Suburban family forced West African teens into forced labor: feds
A south suburban family faces child labor trafficking charges after allegedly threatening two undocumented West African teenagers into forced labor.
Nawomi Awoga, 71, and her two daughters allegedly got tourism visas for two teens from the African country Benin, where Awoga is a citizen, according to an indictment from the U.S. attorney’s office in Chicago.
The teenage girls, then ages 12 and 14, were kept at the defendants’ homes in Country Club Hills and Hazel Crest and forced to work for the financial gain of the defendants, according to the indictment. The defendants allegedly instructed the teens to lie to customs agents and say they were sisters.
Prosecutors don’t detail the type of work the teens were forced to perform, or the type of threats allegedly used to coerce them. The victims were allegedly kept against their will between June 2014 and October 2018.
In 2017, the defendants became aware of the investigation and began shuttling one of the victims to other homes, according to the indictment.
Awoga is expected to appear in court Wednesday, while the daughters are due in court Thursday, prosecutors said.
In 2019, federal prosecutors charged a woman who allegedly “enslaved” Guatemalan immigrants for years at her Cicero home. Concepcion Malinek allegedly told the immigrants, numbering over 30, that they couldn’t leave until they paid debts to her worth thousands of dollars, prosecutors said.

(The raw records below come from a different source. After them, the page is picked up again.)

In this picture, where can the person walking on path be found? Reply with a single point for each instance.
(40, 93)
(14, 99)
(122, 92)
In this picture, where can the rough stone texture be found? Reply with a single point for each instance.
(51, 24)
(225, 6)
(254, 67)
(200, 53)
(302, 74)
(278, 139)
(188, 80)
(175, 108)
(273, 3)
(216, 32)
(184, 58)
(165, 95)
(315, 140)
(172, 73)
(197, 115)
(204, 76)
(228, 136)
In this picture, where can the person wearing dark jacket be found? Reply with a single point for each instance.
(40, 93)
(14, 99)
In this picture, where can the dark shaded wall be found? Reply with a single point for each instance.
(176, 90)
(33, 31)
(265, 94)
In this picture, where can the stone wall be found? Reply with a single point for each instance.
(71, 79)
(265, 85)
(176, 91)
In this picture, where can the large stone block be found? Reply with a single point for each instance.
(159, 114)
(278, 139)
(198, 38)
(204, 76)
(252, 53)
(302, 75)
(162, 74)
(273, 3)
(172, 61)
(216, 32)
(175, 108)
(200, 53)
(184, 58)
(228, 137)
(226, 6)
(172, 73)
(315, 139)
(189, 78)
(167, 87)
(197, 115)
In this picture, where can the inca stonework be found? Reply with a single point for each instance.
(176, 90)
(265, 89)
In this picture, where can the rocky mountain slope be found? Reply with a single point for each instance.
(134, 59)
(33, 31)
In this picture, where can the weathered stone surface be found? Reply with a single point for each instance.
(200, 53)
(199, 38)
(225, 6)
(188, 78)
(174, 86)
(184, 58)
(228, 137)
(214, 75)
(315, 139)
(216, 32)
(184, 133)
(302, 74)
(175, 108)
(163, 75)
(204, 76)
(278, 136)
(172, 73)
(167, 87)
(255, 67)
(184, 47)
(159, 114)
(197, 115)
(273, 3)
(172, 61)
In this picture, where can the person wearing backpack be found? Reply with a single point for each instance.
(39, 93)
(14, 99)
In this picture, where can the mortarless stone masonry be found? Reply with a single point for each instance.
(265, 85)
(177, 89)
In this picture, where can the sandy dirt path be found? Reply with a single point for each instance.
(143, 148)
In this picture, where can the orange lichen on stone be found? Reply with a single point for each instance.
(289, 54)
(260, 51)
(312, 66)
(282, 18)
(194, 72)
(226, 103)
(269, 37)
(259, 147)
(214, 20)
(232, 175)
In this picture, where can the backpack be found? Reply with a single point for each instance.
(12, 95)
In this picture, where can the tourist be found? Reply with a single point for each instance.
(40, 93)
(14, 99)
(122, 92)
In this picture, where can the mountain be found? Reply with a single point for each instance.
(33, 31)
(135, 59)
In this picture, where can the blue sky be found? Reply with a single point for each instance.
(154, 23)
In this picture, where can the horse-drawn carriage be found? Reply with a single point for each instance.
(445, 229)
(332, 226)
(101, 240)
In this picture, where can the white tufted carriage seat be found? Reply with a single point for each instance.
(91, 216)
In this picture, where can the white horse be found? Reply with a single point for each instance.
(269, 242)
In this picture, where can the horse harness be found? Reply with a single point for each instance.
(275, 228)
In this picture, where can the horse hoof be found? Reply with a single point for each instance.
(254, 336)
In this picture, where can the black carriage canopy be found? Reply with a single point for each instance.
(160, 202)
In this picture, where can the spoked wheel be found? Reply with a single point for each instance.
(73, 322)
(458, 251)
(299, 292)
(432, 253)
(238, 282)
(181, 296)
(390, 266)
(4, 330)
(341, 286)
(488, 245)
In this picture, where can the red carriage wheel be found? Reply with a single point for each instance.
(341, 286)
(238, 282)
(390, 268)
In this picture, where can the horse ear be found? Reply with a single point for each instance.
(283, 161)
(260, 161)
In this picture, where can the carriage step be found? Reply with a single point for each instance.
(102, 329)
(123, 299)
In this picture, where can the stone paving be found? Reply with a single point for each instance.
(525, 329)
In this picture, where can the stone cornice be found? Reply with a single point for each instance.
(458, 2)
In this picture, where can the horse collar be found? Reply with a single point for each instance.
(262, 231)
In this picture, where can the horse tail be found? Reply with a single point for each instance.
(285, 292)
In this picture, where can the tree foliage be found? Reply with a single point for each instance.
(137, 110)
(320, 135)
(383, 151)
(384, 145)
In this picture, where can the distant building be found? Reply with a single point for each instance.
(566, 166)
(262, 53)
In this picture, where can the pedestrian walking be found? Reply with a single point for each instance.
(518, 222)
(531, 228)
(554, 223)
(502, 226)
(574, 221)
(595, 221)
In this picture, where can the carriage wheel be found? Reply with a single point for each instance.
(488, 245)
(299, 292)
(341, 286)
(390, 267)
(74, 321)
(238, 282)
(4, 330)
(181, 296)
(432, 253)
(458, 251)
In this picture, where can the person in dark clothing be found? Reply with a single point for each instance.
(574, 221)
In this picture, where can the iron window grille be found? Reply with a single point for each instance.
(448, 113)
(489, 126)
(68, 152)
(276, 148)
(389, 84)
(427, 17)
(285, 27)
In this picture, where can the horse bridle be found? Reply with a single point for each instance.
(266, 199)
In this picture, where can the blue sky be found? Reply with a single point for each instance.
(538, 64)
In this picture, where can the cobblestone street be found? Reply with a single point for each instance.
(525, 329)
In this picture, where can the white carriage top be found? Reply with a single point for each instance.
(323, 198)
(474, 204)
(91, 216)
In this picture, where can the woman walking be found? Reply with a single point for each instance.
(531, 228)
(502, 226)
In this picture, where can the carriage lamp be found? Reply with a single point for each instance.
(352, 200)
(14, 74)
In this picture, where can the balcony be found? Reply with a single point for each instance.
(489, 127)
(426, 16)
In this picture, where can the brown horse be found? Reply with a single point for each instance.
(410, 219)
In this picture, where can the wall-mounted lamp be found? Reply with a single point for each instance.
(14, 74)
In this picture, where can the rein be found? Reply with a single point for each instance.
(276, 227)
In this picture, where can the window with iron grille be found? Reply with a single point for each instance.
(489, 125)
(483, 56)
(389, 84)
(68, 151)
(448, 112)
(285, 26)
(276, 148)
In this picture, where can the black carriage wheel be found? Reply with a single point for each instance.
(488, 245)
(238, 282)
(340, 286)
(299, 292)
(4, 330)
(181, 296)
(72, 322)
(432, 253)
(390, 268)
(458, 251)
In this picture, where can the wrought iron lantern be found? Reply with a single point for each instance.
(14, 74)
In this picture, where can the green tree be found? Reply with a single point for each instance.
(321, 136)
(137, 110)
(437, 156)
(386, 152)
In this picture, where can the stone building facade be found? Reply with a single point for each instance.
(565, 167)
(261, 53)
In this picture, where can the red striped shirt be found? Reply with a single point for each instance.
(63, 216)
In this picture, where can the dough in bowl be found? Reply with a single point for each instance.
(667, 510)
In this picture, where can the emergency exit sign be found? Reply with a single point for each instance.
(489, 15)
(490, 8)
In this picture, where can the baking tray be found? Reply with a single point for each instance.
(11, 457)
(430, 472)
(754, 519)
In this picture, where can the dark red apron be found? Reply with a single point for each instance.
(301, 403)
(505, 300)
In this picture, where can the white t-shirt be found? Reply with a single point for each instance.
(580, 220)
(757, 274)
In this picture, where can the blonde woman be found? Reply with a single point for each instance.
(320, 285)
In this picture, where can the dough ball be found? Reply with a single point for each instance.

There’s an estimated 25 million people worldwide who are victims of forced labor trafficking, according to the International Labor Organization. Of those, 16 million are exploited in private sector work, such as domestic or construction work, while about 5 million are forced into sexual exploitation, according to the ILO. Women and girls account for 99% of victims in the commercial sex industry, and 58% of victims in other areas.